Monthly Archive for July, 2007

Learning styles yet again

Sometimes the press gets something right on the $$. Julie Henry of the Great Britian (UK) Sunday Telegraph did in her coverage of efforts to thwart the spread of fertalizer about learning styles. Writing under the headline “Professor pans ‘learning style’ teaching method,” Ms. Henry has this lead:

A leading scientist has dismissed the latest approach to teaching that has been endorsed by the Government and embraced by teachers.

Under the new system children are considered to have different “learning styles” and instead of being taught by the conventional method of listening to a teacher, they should be allowed to wander around, listen to music and even play with balls in the classroom.

But now Baroness Greenfield, the director of the Royal Institute and a professor of pharmacology at Oxford University, has dismissed as “nonsense” the view that pupils prefer to receive information either by sight, sound or touch.

She said that the method of classifying pupils on the basis of “learning styles” is a waste of valuable time and resources.

Hear! Hear! See! See! Touch! Touch! Feel! Feel! Smell! Smell! Taste! Taste! Intuit! Intuit!

There are two points in Ms. Henry’s coverage I’d like to correct: First, the learning style movement is not new; Lester Mann covered the history of the idea in his marvelous book, On the Trail of Process (ISBN-10: 0808911376; ISBN-13: 978-0808911371).
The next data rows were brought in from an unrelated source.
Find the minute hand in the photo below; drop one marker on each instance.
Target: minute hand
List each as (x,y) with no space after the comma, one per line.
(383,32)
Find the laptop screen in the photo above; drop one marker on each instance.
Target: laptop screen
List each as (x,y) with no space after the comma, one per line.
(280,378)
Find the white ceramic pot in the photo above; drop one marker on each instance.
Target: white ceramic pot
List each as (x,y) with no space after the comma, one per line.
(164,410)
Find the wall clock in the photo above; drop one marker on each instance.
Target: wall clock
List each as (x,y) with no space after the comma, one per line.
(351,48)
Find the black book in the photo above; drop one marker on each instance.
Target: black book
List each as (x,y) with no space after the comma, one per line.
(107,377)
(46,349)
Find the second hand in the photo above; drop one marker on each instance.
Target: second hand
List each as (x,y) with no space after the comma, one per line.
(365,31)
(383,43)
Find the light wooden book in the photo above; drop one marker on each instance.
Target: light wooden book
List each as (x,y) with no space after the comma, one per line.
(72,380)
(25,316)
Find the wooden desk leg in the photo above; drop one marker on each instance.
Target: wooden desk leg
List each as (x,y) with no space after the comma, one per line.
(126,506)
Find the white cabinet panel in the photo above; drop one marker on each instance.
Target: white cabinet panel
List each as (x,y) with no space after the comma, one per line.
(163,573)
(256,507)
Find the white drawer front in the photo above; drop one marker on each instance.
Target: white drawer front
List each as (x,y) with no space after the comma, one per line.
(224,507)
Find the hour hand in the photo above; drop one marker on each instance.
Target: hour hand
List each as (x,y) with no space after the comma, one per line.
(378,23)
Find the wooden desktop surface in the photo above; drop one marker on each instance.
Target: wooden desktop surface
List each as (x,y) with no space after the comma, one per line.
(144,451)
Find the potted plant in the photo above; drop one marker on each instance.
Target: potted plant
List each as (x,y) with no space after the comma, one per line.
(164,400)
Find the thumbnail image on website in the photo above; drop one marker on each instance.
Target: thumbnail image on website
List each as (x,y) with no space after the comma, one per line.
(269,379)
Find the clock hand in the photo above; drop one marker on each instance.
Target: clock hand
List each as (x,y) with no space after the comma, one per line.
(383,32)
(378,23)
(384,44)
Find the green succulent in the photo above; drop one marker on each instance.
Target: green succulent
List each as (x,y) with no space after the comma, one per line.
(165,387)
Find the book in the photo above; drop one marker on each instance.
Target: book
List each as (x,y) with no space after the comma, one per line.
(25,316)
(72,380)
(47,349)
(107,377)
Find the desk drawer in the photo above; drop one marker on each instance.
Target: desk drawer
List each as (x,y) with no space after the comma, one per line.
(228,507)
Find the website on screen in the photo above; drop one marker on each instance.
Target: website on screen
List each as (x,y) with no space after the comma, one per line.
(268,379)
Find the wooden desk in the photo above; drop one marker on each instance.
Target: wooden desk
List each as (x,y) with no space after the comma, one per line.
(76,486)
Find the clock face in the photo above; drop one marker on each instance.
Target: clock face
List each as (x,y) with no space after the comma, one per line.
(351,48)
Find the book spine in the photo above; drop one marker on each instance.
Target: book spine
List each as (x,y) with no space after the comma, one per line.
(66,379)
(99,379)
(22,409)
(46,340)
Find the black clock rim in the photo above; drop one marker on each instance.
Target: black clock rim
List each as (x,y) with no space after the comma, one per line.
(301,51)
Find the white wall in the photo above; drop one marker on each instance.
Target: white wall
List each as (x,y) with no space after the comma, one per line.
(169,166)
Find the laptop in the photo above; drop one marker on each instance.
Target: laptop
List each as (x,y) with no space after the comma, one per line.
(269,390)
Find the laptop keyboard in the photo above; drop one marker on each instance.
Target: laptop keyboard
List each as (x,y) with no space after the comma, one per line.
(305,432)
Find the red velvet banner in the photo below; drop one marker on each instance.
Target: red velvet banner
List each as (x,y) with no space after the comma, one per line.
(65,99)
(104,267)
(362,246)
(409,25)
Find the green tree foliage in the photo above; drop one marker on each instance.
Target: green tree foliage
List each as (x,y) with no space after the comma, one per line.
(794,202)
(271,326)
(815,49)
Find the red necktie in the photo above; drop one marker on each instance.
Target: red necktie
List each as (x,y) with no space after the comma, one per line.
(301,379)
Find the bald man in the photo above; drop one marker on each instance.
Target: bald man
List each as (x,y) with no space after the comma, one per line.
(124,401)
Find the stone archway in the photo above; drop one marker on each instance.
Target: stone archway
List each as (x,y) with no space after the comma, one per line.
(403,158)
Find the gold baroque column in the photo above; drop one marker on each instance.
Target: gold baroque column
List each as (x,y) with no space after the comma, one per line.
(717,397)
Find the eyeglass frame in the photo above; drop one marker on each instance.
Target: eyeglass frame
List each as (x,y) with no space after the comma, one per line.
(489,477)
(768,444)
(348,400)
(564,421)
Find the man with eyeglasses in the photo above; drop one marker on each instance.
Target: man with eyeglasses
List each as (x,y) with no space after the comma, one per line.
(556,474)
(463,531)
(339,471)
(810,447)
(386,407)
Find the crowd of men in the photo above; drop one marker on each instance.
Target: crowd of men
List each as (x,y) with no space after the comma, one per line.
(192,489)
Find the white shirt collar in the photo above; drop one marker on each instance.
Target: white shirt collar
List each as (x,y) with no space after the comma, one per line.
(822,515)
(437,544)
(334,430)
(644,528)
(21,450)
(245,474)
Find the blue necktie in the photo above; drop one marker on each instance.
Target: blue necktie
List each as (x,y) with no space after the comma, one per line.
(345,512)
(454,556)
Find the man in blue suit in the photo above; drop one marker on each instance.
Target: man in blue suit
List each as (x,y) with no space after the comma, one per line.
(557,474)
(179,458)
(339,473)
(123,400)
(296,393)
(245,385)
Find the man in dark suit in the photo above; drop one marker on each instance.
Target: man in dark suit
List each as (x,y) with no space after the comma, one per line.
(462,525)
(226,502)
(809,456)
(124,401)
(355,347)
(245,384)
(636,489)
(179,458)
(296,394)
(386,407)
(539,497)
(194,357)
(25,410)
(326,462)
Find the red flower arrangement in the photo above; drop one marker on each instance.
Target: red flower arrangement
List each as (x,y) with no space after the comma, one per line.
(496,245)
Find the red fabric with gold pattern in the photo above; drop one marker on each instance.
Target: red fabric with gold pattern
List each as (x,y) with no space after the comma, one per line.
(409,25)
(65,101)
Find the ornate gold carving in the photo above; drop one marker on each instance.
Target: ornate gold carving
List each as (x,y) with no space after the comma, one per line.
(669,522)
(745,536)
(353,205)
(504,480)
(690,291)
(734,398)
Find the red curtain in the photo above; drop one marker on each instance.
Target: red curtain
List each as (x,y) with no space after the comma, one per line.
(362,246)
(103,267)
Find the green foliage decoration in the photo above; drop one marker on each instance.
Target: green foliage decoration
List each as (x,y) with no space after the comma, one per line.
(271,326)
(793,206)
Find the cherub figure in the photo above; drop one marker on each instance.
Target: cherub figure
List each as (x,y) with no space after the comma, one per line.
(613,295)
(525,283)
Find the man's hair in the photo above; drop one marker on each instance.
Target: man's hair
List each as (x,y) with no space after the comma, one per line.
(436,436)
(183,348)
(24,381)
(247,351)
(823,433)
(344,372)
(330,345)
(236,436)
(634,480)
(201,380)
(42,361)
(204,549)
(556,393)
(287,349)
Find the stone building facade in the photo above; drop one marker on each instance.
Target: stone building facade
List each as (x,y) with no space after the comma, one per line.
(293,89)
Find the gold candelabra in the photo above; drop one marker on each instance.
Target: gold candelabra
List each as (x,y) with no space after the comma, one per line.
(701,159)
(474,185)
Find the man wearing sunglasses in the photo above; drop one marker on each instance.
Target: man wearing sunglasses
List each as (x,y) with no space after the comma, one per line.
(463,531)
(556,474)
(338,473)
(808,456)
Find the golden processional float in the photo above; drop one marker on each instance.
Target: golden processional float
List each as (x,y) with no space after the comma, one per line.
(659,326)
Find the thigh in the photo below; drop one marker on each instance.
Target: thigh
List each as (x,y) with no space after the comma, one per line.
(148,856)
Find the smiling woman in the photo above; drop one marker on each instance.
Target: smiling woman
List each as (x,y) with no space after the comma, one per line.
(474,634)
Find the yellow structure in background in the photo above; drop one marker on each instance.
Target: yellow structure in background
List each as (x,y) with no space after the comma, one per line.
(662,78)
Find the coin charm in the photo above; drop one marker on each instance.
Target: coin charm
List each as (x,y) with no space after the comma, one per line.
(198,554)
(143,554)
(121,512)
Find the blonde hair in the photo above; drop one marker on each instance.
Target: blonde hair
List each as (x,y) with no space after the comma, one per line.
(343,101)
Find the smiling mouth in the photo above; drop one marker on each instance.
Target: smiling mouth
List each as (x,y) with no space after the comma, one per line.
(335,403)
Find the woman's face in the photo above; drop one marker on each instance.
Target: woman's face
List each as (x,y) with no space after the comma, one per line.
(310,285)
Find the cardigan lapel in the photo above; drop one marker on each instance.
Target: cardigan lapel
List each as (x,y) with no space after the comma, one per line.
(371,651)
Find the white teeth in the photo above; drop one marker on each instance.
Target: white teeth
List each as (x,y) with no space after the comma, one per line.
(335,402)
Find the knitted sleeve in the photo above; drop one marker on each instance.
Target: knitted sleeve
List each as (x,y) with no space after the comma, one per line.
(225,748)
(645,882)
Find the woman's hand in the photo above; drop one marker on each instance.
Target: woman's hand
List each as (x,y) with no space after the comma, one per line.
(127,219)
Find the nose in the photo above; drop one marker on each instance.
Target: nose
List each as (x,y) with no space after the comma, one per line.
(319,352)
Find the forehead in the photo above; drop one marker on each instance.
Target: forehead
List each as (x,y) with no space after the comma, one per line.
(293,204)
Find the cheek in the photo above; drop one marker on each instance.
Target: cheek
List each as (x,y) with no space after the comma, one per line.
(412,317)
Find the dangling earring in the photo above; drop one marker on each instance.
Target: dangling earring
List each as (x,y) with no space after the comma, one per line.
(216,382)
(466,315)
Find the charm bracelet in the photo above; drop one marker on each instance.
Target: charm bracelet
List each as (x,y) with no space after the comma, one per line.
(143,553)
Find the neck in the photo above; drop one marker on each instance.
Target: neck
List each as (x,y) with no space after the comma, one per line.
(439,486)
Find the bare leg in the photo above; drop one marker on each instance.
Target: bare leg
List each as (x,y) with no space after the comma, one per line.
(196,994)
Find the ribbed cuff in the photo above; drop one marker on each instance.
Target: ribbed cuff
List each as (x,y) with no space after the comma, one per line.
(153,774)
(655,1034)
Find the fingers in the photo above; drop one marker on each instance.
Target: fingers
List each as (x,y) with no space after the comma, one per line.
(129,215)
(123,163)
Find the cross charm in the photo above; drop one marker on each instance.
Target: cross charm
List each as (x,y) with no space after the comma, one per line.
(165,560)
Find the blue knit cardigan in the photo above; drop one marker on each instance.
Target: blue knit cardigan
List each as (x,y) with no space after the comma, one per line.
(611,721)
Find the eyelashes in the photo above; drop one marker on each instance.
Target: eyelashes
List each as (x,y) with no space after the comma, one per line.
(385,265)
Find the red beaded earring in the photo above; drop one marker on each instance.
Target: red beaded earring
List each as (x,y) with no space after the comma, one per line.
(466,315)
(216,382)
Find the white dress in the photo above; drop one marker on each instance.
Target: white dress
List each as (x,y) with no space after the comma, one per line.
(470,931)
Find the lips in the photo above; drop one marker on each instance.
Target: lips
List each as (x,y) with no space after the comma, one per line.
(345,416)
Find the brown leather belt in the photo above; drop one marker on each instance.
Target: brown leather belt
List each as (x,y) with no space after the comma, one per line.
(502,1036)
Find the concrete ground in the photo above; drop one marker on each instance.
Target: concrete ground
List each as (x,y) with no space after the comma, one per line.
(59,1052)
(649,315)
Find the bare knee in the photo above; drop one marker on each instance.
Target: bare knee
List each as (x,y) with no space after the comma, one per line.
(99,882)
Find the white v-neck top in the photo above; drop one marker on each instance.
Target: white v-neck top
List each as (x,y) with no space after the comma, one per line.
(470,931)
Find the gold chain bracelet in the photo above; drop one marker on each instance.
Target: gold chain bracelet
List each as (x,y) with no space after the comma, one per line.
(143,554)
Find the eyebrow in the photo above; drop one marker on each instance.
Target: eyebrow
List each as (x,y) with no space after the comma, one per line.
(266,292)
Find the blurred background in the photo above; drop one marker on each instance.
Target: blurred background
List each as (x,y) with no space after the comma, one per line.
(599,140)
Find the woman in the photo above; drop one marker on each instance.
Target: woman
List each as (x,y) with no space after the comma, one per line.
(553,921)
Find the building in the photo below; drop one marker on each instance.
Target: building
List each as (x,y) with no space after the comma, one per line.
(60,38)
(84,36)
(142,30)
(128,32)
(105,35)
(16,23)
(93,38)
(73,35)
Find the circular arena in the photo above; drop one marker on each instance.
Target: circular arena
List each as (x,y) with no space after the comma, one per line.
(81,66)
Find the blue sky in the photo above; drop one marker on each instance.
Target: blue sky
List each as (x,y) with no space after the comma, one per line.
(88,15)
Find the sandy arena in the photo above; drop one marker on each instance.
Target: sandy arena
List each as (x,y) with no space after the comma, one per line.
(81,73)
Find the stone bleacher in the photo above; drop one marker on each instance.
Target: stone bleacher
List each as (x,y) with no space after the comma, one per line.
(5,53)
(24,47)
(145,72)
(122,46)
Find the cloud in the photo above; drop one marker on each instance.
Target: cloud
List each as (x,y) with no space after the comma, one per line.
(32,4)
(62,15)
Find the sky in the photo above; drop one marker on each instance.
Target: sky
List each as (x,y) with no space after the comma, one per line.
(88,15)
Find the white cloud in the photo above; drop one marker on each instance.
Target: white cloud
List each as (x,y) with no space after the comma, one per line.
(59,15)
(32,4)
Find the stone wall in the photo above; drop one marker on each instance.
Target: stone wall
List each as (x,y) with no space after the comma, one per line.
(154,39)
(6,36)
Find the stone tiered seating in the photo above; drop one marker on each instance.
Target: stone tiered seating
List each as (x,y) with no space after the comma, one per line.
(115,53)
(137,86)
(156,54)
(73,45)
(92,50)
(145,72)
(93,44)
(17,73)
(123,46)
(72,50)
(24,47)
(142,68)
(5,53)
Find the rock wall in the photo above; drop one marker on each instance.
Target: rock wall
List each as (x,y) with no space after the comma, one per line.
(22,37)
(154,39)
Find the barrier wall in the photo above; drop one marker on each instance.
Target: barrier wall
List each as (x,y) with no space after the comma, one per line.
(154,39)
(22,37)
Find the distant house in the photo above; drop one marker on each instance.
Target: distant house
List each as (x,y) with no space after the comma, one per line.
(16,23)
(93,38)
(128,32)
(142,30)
Second, the story over-emphasizes modality preference; herein is one of the problems with the literature on the topic: Some of the literature examines whether people express preferences (they can and do) but the more important matter, as I see it, is not whether they have preferences but whether adapting instruction to the purported style (whether established by preference assessment or some other means) improves their outcomes.

Despite these minor objections, hooray for Ms. Henry’s coverage. Read her entire story here. Check here for additional entries at LD Blog that refer to the matter of learning styles.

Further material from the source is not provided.